Anyway, I wonder if it might be a thought to revisit the "button," but make it a comic history lesson.  Give a minute or two to focus on the week's guest star or villain, and have the main characters talk about how long he's been in comics, where he's appeared...and where you might be able to find him RIGHT NOW.

On the other hand, the United States does have laws about advertising to minors, so that might not fly.  Might be why there's no product placement, too.

Back to the topic:  I agree with the idea that digital comics may be the next, and maybe only next step, but I'm wondering how we convince a generation of kids who have come to accept illegal downloads as the norm, that they should pay......anything?

That's probably not too hard.  You do it by making the comics easy to buy and add more value than the pirates can.  For example, you can't ask the writer questions when you download a torrent, nor can you check the book out before you buy it.  Imagine a low-resolution, low-color version of the existing Flash viewers, but free--you can read any book to get a sense of the action, but to get the details (or maybe the last couple of pages...?), you need to pay.  And since it's only a click away, it's easier to spend the dollar than go find a free download.

Keep in mind that kids are going to download because it fits their demographic.  They have plenty of time, but little money and no credit card.  When the option is download for free or convince the parents to give them a dollar for music they think is atrocious garbage, guess who wins?  I think you could do good business by having the parents subscribe to a monthly budget for the kids.  Let them buy what they want within that budget, and if they want more in one month, either save money leading in, or send a request (through the system) to the parent, showing them the book and explaining why you (the kid) want it.

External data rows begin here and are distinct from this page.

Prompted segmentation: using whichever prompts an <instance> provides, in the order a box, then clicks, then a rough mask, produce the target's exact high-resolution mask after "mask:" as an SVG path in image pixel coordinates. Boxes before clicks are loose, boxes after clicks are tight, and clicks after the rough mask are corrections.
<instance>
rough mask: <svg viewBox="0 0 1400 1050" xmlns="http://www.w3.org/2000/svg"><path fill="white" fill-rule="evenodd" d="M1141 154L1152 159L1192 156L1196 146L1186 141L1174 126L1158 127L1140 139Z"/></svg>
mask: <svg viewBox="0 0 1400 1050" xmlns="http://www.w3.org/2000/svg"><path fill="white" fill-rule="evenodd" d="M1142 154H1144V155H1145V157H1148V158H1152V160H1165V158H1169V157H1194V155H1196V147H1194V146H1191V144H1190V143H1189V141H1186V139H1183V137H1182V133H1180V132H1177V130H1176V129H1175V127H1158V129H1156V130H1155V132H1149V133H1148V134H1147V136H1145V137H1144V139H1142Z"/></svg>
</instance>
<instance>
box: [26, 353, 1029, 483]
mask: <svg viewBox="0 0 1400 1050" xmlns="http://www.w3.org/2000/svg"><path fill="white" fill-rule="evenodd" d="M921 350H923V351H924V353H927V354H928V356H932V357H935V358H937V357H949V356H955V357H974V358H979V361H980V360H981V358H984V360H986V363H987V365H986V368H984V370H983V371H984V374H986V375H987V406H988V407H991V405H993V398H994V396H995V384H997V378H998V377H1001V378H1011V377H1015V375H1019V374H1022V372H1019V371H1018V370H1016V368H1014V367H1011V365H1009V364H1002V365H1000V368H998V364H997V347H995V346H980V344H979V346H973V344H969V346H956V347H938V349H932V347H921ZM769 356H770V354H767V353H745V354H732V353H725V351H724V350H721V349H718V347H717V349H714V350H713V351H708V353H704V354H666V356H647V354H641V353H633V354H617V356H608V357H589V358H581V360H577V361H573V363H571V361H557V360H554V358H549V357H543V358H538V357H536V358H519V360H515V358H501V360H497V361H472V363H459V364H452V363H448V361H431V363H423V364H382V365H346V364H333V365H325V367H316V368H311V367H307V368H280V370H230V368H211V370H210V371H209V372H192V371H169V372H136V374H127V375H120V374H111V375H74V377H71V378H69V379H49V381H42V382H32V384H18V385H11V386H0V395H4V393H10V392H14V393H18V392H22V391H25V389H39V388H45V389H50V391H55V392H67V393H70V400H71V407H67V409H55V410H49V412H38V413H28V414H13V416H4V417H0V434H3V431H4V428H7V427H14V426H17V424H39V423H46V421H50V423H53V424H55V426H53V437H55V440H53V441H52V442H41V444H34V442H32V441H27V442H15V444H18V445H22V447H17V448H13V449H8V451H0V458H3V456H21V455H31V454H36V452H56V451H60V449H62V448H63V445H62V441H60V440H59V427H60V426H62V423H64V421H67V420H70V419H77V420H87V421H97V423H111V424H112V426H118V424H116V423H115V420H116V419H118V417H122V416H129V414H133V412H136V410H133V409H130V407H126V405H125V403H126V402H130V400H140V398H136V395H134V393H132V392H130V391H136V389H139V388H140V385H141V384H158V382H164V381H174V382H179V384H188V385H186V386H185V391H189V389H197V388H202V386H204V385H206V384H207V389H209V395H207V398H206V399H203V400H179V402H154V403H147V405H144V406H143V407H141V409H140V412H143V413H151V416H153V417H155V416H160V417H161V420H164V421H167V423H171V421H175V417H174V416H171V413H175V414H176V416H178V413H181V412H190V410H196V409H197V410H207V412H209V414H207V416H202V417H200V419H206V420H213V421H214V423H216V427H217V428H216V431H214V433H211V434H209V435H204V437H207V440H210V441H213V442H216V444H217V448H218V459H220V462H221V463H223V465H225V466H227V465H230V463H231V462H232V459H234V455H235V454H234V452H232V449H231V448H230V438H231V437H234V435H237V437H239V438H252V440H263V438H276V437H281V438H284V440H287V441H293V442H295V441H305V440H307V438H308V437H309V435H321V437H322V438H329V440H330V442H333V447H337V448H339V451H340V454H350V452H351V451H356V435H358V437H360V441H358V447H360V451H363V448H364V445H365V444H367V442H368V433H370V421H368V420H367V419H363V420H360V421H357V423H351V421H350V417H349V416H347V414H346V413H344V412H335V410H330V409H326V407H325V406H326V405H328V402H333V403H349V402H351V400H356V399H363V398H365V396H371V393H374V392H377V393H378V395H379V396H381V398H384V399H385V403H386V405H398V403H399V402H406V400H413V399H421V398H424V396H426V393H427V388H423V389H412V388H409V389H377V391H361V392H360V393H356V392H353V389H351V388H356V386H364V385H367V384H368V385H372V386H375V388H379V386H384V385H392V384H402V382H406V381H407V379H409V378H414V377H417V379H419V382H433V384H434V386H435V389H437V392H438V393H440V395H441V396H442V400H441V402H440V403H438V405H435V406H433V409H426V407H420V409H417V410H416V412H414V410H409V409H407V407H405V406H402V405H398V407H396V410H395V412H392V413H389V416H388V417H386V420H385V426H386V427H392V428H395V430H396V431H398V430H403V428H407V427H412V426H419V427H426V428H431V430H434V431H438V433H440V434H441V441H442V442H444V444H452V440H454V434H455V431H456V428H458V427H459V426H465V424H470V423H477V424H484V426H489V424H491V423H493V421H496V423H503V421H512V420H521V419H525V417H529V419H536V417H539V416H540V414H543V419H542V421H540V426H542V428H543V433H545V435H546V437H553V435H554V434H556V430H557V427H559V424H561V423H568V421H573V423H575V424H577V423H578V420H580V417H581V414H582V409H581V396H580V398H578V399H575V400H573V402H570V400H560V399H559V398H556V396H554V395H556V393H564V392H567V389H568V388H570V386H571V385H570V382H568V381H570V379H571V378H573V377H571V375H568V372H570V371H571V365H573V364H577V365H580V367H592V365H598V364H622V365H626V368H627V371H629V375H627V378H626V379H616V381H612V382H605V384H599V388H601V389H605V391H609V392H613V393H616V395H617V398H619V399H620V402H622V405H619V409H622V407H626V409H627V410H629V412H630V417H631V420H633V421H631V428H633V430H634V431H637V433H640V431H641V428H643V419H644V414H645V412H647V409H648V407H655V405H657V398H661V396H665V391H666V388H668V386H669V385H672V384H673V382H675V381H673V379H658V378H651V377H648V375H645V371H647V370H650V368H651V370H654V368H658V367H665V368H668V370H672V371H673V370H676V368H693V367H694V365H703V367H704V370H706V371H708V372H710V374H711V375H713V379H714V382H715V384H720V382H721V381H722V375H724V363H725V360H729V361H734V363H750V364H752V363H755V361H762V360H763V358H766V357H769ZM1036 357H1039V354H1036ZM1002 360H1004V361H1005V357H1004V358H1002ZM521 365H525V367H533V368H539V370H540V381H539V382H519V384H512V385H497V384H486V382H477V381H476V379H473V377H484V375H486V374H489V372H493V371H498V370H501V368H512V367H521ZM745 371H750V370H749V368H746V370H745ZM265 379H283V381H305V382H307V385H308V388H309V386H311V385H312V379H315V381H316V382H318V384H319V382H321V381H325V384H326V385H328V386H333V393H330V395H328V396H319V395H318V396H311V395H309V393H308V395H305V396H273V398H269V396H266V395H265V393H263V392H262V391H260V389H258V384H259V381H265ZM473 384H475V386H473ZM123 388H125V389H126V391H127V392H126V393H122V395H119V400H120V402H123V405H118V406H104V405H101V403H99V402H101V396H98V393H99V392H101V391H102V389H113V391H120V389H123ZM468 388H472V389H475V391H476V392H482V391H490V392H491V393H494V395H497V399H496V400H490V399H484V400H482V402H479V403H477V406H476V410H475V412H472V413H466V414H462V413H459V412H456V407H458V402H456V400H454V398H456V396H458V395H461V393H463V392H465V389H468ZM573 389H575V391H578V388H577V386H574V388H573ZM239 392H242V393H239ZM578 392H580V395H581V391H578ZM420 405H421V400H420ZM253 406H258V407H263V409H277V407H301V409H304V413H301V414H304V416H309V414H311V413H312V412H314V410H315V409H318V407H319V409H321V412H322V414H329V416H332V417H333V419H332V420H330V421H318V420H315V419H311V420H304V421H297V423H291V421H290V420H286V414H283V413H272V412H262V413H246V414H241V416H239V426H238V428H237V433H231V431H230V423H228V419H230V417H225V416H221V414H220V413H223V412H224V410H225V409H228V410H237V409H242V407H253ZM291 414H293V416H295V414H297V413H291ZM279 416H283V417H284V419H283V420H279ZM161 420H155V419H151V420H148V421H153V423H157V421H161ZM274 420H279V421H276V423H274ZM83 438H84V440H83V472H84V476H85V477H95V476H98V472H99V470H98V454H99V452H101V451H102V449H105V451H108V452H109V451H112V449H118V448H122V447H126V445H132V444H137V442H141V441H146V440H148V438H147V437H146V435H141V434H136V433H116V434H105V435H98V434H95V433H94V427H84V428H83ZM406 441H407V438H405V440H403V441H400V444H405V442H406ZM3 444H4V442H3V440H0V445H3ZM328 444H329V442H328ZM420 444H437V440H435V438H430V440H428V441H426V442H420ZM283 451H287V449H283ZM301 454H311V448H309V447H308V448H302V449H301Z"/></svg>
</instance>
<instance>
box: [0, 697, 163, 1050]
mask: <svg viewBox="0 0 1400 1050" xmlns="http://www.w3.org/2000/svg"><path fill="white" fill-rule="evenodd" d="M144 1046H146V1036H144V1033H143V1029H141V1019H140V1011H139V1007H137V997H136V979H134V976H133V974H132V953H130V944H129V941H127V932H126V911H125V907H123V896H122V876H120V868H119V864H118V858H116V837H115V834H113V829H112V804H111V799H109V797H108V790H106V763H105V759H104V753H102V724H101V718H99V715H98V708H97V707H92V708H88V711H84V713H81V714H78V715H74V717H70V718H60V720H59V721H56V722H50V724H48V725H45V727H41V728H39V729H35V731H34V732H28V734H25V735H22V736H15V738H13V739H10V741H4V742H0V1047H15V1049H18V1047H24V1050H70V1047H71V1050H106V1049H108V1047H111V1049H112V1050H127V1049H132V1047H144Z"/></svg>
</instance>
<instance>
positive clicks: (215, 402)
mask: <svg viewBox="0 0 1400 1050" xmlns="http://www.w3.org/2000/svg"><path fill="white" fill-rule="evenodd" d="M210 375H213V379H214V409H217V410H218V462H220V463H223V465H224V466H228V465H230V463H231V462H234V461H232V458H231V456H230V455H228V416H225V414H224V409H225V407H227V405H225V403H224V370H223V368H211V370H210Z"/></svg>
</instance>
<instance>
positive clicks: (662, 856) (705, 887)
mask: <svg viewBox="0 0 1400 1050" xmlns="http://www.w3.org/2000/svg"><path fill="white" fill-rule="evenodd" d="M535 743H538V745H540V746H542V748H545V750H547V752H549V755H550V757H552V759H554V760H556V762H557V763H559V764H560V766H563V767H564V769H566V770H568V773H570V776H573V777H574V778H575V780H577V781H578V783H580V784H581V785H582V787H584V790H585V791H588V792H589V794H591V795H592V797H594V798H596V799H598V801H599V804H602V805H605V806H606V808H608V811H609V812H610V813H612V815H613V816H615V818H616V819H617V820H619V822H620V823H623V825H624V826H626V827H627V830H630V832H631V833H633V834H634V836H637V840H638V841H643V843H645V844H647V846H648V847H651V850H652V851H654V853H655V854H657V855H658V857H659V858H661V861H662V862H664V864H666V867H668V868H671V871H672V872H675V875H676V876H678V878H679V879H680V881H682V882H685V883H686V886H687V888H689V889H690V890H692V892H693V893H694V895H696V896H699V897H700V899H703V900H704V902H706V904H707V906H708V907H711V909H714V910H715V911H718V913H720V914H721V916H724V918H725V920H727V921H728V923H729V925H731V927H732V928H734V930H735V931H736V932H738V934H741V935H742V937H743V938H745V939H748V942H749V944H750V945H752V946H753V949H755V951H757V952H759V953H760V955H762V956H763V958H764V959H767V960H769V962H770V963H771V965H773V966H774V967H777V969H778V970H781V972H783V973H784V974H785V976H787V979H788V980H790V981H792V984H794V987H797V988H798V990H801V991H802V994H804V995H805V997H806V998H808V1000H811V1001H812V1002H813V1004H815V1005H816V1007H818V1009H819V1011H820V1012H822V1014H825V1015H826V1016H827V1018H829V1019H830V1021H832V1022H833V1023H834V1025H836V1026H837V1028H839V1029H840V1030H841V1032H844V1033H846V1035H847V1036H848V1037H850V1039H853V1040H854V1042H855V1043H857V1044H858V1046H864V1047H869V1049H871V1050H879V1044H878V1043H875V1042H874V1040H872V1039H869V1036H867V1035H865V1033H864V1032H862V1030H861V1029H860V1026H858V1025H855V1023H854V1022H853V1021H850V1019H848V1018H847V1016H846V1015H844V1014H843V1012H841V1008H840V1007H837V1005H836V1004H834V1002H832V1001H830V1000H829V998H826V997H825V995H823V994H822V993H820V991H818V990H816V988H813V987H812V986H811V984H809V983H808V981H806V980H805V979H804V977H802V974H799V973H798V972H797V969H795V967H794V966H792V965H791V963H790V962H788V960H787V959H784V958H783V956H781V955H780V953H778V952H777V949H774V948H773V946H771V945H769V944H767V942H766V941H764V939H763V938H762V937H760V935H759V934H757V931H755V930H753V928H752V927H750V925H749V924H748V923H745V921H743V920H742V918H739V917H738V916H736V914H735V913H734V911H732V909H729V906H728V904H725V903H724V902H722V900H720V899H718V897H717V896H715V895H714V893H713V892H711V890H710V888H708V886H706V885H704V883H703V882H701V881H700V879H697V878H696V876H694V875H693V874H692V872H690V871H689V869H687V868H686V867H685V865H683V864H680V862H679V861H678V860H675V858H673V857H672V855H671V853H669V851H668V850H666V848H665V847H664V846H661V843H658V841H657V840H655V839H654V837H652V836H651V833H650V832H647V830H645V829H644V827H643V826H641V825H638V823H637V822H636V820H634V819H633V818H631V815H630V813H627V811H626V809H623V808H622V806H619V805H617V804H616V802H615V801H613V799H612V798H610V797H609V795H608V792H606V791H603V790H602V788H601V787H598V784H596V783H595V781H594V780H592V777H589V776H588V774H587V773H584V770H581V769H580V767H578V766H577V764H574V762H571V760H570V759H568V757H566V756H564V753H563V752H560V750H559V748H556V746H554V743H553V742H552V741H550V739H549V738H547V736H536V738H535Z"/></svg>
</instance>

But people also grow.  When I was a kid, we had the earlier home computers, like the Commodore 64.  Nobody bought software for that thing.  We had literally thousands of disks with pirated software, copied from one machine to the next across the country at full-day meetings, where parents duplicated the disks endlessly.  Today, I don't know many people who are downloading software illegally except to try it before paying.  Some went completely legitimate, some stop buying new versions, and some bail for free software.  I think most of that is just because buying software is much easier than it used to be, and we ex-kids now have an income.  (Software piracy is rampant in Asia and Africa, but that's because we claim that we want them to use it to become part of the economy, but it costs a year's salary.)